Because we need to create and manage these roles across many accounts, you might consider using orchestration tools such as Terraform, or AWS's own CloudFormation. Terraform in particular has support for managing multiple accounts using the usual features available in AWS shared credential files. Codifying our permissions in this way allows us to make use of version control, such as git, in order to provide us with an audited history of changes to permissions across all our accounts. This is a real time-saver if you have a strict change-control process, or have to periodically review permissions as part of a compliance framework, for example the PCI-DSS.
For extra security, it's important to ensure that our users all have MFA enabled, and we can enforce this by only allowing users logged-in with MFA to assume our new roles. To achieve this, we need to set a custom trust policy on the roles, such as the one you can see in this GitHub gist.
Once our roles are defined, we need to create matching groups in our master account. We can then give these groups permissions to 'assume' the appropriate roles in each account. Again, if you are using one, it would be smart to manage these groups in your orchestration tool. Each group will need an in-line policy which empowers its users to assume the appropriately named role, as you can see in this example GitHub gist.
The final step is to add users to the master account, configure their MFA, and then add these users to the groups which represent the roles they will perform. From this point forward, our users will need to tweak their local AWS config files in order to access the resources they want.
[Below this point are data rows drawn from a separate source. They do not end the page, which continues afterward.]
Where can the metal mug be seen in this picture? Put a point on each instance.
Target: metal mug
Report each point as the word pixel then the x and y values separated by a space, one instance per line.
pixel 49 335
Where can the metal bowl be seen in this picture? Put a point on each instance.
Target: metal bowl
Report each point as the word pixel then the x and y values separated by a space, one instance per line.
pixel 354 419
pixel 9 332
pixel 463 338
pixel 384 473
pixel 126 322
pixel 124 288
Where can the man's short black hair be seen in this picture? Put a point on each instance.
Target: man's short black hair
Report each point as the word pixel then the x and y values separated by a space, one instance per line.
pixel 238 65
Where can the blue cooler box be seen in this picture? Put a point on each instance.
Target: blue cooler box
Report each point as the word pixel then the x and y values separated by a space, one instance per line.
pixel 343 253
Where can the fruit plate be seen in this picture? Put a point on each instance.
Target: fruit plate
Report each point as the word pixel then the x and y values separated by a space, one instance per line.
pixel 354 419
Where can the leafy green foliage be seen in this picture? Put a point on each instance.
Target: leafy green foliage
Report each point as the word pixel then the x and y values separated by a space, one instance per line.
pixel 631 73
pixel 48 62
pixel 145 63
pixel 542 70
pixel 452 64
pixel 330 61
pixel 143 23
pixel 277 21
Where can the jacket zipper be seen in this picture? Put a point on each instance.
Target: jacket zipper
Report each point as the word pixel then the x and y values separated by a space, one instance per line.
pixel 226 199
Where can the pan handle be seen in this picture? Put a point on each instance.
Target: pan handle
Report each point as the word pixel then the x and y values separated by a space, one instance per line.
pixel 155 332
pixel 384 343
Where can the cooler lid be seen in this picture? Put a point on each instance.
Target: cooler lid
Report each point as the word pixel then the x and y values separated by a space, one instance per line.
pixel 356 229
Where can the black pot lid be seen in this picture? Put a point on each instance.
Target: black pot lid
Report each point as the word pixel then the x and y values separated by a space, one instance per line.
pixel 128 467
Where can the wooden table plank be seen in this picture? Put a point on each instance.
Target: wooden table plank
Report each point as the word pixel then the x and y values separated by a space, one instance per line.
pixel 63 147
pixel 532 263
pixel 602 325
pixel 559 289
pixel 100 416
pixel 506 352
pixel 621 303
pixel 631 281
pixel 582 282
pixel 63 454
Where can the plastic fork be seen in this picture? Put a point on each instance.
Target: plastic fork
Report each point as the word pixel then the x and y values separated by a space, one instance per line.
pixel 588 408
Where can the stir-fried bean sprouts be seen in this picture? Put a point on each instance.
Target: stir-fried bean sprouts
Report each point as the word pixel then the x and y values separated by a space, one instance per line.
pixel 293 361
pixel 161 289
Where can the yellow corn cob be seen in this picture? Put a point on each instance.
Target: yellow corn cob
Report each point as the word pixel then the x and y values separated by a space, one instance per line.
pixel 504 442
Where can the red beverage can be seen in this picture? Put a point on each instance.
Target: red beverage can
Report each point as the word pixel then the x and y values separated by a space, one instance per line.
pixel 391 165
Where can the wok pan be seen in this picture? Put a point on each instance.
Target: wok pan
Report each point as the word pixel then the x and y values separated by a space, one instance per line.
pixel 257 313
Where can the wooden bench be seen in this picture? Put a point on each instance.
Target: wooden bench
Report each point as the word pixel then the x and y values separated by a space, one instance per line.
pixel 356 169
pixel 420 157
For each user, create a single access key. They can enter this information into their config file in the usual way. Then, they will configure slave profiles which use these master credentials to assume roles in other accounts. Take a look at this GitHub gist for an example trust policy.
Users will then be able to use the AWS command-line tools in the same way as they would usually, but they can make use of the `--profile` option in order to specify which sub-account profile they would like to access.
Similarly, AWS console access is possible, using the regular role-switching mechanism you can find documented in the AWS knowledgebase.
As with everything in the cloud, this way isn't the only way, and might not be the best way for your company. Whatever road you choose, make sure you're taking full advantage of all the security and organisation features your cloud provider has to offer. A little bit of extra work now will likely save you time later as your business grows.